Daarom herroep ik mijn woorden.
Uit het Boek Job
Toen gebeurde het
dat Job aan de Heer het volgende antwoord gaf
„Ik heb erkend, dat Gij alle macht hebt;
niets wat Gij wilt, wordt U geweigerd.
„Daarom sprak ik in domheid,
over dingen, te wonderbaar voor mijn begrip.
„Van horen zeggen had ik over U gehoord;
maar nu hebben mijn ogen U aanschouwd.
„Daarom herroep ik mijn woorden en doe ik boete in stof en as.”

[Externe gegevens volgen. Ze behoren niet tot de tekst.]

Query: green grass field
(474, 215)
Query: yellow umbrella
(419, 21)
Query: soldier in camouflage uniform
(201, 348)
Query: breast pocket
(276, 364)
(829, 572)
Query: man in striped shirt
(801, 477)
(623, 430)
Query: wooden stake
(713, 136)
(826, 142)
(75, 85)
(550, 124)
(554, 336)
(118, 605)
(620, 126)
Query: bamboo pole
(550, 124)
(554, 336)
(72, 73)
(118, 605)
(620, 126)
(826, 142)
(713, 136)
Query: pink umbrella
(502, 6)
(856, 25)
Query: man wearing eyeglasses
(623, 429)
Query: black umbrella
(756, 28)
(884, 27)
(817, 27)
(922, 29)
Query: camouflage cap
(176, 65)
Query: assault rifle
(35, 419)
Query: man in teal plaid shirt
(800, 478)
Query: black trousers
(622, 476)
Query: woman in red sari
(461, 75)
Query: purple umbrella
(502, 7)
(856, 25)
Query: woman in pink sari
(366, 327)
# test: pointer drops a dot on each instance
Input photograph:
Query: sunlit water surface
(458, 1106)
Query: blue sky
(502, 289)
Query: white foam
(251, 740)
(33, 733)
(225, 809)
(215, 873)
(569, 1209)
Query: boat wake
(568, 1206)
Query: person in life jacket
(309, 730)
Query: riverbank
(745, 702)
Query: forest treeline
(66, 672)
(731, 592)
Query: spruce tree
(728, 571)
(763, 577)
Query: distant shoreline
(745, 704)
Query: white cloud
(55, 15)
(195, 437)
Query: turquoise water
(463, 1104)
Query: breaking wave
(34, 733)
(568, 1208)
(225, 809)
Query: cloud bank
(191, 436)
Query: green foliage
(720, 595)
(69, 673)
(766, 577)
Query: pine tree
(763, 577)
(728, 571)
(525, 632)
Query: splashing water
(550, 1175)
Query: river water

Toen zegende de Heer Job, meer nog dan tevoren,
en hij kreeg veertienduizend schapen,
duizend koppel runderen en duizend ezelinnen.
Hij kreeg ook zeven zonen en drie dochters.
De eerste noemde hij Jemina,
de tweede Kesia en de derde Keren-Happuk.
Er waren in het hele land geen vrouwen te vinden,
zo mooi als de dochters van Job,
en hun vader gaf hun een erfdeel evenals aan haar broers.
Daarna leefde Job nog honderdveertig jaar,
en hij zag zijn kinderen en kleinkinderen tot in het vierde geslacht.
Toen stierf Job, hoogbejaard en levensmoe.
Woord van de Heer.
allen: Wij danken God.
Antwoordpsalm
Ps. 119 (118), 66, 71, 75, 91, 125, 130
R: Laat voor uw dienaar uw Aangezicht stralen, Heer.
Verleen mij dan inzicht en wijsheid,
want op uw geboden stel ik mijn hoop.
De kwelling was mij een weldaad
zo leerde ik wat Gij beschikt.
Rechtvaardig is wat Gij bepaalt, Heer,
ik weet het, Gij hebt mij terecht gestraft.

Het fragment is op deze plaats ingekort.